I want to show that a weak* open set is also norm open.
I know that if I consider the dual space $X^*$, then a neighbourhood basis of $f\in X^*$ is $\{g\in X^*:|g(x_i)-f(x_i)|<\epsilon, 1\leq i\leq l\}$ with $\epsilon>0$ and $x_i\in X$ for all $i$.
Similarly a neighbourhood basis in the topology induced by the norm is given by open balls.
Now my first question is, how can I think about the neighbourhood basis of $f\in X^*$?
So I know that by definition $\mathcal{B}$ is a neighbourhood basis of $x$ in a topological space $X$ if $x\in V$ for all $V\in \mathcal{B}$ and for all neighbourhood $U\ni x$ there exists $V\in \mathcal{B}$ such that $x\in V\subset U$.
But in our case I don't see how the neighbourhoods in the weak* topology looks like.
Additionaly I don't see how to show that a set which is weak* open also is norm open.
Could maybe someone answer my two questions?
There is no need to know how exactly a weak* open set looks like.
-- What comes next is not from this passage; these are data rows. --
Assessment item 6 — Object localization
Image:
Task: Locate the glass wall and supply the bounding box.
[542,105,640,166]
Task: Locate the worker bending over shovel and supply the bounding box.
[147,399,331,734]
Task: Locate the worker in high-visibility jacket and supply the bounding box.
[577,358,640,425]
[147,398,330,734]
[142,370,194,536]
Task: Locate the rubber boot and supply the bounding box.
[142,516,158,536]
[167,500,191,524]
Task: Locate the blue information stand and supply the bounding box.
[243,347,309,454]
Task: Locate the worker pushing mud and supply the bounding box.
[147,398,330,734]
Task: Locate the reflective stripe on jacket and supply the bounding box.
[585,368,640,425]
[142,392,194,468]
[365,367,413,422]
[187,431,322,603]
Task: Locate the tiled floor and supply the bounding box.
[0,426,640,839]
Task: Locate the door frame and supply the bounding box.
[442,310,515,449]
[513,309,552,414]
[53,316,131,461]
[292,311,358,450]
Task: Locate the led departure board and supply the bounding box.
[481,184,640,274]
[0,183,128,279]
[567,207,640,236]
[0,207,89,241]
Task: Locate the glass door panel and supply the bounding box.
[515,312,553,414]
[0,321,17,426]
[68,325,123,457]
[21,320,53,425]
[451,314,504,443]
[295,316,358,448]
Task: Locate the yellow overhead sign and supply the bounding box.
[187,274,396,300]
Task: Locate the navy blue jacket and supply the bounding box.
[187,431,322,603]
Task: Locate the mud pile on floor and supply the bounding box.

$\{g\in X^*:|g(x_i)-f(x_i)|<\epsilon, 1\leq i\leq l\}$ is open in the norm topology whenever $l\in \mathbb N$, $\epsilon>0$ and $x_i\in X$ for all $i$. This is because $g \mapsto g(x_i)$ is a continuous function for the norm topology . [$\{g\in X^*:|g(x_i)-f(x_i)|<\epsilon, 1\leq i\leq l\}=\bigcap_{1\leq i \leq l} \{g: g(x_i) \in (B(f(x_i),\epsilon))\}$]. Any open set in a topological space is a union of basic neighborhoods of its points.